A brand new kind of glue developed by researchers from MIT and Germany combines sticky polymers impressed by the mussel with the germ-preventing properties of one other pure materials: mucus.
To stay to a rock or a ship, mussels secrete a fluid filled with proteins linked by chemical cross-links. Because it occurs, related cross-linking options are present in mucin—a big protein that, apart from water, is the first part of mucus. George Degen, a postdoc in MIT’s Division of Mechanical Engineering and a coauthor of a paper on the work, puzzled whether or not mussel-inspired polymers may hyperlink with chemical teams in mucin.

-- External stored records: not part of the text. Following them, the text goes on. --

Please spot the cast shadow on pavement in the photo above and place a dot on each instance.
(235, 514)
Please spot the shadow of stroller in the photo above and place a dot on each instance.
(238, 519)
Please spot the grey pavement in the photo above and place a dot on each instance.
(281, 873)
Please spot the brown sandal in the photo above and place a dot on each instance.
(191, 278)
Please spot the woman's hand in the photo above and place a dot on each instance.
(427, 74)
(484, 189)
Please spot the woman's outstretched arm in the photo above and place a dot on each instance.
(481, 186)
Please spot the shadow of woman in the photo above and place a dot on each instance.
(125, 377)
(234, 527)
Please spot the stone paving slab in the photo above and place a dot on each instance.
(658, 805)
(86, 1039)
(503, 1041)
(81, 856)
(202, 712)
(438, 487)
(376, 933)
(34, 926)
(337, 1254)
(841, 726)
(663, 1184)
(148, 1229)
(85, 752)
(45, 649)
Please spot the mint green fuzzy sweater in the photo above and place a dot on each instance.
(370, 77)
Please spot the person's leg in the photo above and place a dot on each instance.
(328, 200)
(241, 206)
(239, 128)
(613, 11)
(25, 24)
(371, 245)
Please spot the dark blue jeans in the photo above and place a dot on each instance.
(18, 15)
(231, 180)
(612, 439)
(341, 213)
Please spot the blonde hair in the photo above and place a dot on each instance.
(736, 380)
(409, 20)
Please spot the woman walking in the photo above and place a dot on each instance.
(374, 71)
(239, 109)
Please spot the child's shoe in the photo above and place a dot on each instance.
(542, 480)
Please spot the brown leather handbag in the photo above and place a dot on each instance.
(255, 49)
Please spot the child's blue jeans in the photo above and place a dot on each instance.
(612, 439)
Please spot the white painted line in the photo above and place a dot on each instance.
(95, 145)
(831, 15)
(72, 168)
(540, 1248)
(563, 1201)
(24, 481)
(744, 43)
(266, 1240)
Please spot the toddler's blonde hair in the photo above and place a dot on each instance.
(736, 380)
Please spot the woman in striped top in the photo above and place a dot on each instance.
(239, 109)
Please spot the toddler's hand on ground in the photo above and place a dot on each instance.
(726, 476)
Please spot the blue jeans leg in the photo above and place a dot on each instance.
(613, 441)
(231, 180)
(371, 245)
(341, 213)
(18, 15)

To check this concept, he mixed options of pure mucin proteins with artificial mussel-impressed polymers and noticed how the ensuing combination solidified and caught to surfaces over time.
“It’s like a two-part epoxy. You mix two liquids collectively, and chemistry begins to happen in order that the liquid solidifies whereas the substance is concurrently gluing itself to the floor,” Degen says.
The ensuing gel strongly adheres even to moist surfaces whereas stopping the buildup of micro organism. The researchers envision that it might be injected or sprayed as a liquid, which might quickly flip right into a sticky gel. The fabric would possibly coat medical implants, for instance, to assist stop an infection. The method may be tailored to include different pure supplies comparable to keratin, which is perhaps utilized in sustainable packaging supplies.